Van Kempen L H, Breepoel P M, Kreuzer F
Respir Physiol. 1975 Mar;23(2):223-41. doi: 10.1016/0034-5687(75)90062-6.
emoglobin-bound CO2 was estimated by a procedure first described by Rossi-Bernardi et al. (1969) in which the carbamate compound is stabilized by rapid mixing with alkali and then separated from other CO2 constituents in solution by gel filtration and ion-exchange chromatography. Carbamate equilibrium of bovine hemoglobin was studied at constant PCO2 (44 mm Hg) and varying pH as well as at constant pH (7.4) and varying PCO2 (ionic strength 0.18, temperature 37.0 degrees C). The difference in Z (deltaZ) between hemoglobin and oxyhemoglobin appeared to be 0.11 plus or minus 0.04 (pH=7.40; PCO2=44 mm Hg) i.e. about half the value observed in human hemoglobin. DeltaZ was shown to account completely for the difference in CO2 content (CCO2) between hemoglobin and oxyhemoglobin when in total equilibrium with CO2. Carbamate determinations on bovine hemoglobin specifically modified at all terminal amino groups (double-blocked carbamylated derivative) did not show any CO2 binding at all, thus giving a final proof for the exclusive role of the terminal amino groups in CO2 binding under physiological conditions. Attempts to calculate the ionization constant (Kz) and the carbamate equilibrium constant (Kc) of the terminal amino groups failed, suggesting that both terminal groups are not equivalent in their CO2 binding properties. This was confirmed by the fact that carbamate data obtained at constant PCO2 and varying pH fitted binding curves derived from two sets of independent but non-equivalent binding sites. Association constants for both kinds of binding sites appeared to differ by a factor of at least 3 in hemoglobin and of about 10 in oxyhemoglobin. From determinations of hemoglobin-bound CO2 and CO2 content of hemoglobin and oxyhemoglobin solutions in total equilibrium with CO2, the apparent first dissociation constant of carbonic acid was calculated as 5.71 plus or minus 0.0061 pH and found to be independent of the oxygenation state of hemoglobin. In contrast with hemoglobin of other species bovine hemoglobin appeared to be not influenced by the presence of 2.3-diphosphoglycerate as far as its CO2-binding properties are concerned.

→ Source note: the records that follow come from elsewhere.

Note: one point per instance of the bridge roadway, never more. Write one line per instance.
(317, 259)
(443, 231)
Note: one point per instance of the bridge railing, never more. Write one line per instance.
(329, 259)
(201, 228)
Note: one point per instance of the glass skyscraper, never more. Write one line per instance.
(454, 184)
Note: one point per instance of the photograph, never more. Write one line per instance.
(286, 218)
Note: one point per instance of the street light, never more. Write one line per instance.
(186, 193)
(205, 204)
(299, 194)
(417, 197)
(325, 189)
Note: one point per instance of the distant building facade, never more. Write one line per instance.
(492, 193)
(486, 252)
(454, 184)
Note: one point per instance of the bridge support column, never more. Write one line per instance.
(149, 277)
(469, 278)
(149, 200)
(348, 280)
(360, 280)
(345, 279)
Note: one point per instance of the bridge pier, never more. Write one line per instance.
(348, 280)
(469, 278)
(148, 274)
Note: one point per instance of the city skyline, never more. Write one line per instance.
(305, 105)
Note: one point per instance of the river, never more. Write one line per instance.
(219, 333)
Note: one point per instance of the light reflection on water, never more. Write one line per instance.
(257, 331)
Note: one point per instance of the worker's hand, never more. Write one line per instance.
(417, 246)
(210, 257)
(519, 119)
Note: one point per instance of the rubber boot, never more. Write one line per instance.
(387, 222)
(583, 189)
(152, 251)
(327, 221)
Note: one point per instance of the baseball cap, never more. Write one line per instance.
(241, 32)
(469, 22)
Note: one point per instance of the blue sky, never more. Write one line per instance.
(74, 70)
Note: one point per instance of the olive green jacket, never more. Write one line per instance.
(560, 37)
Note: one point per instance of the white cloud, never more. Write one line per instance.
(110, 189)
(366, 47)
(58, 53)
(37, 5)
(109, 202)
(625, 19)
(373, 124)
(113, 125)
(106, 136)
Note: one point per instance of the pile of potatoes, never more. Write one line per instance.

与血红蛋白结合的二氧化碳是通过Rossi - Bernardi等人(1969年)首次描述的方法估算的。在该方法中,氨基甲酸盐化合物通过与碱快速混合来稳定,然后通过凝胶过滤和离子交换色谱法与溶液中的其他二氧化碳成分分离。在恒定的PCO2(44毫米汞柱)和不同的pH值下,以及在恒定的pH值(7.4)和不同的PCO2(离子强度0.18,温度37.0摄氏度)下,研究了牛血红蛋白的氨基甲酸盐平衡。血红蛋白和氧合血红蛋白之间的Z值差异(ΔZ)似乎为0.11±0.04(pH = 7.40;PCO2 = 44毫米汞柱),即约为在人血红蛋白中观察到的值的一半。当与二氧化碳完全平衡时,ΔZ被证明完全解释了血红蛋白和氧合血红蛋白之间二氧化碳含量(CCO2)的差异。对所有末端氨基均经过特异性修饰的牛血红蛋白(双封闭氨基甲酰化衍生物)进行的氨基甲酸盐测定根本未显示任何二氧化碳结合,从而最终证明了在生理条件下末端氨基在二氧化碳结合中的独特作用。计算末端氨基的电离常数(Kz)和氨基甲酸盐平衡常数(Kc)的尝试失败了,这表明两个末端基团在其二氧化碳结合特性方面并不等同。在恒定PCO2和不同pH值下获得的氨基甲酸盐数据符合源自两组独立但不等同的结合位点的结合曲线,这一事实证实了这一点。两种结合位点的缔合常数在血红蛋白中似乎相差至少3倍,在氧合血红蛋白中相差约10倍。通过测定与二氧化碳完全平衡的血红蛋白溶液和氧合血红蛋白溶液中与血红蛋白结合的二氧化碳和二氧化碳含量,计算出碳酸的表观一级解离常数为5.71±0.0061pH,并且发现其与血红蛋白的氧合状态无关。就其二氧化碳结合特性而言,与其他物种的血红蛋白不同,牛血红蛋白似乎不受2,3 - 二磷酸甘油酸存在的影响。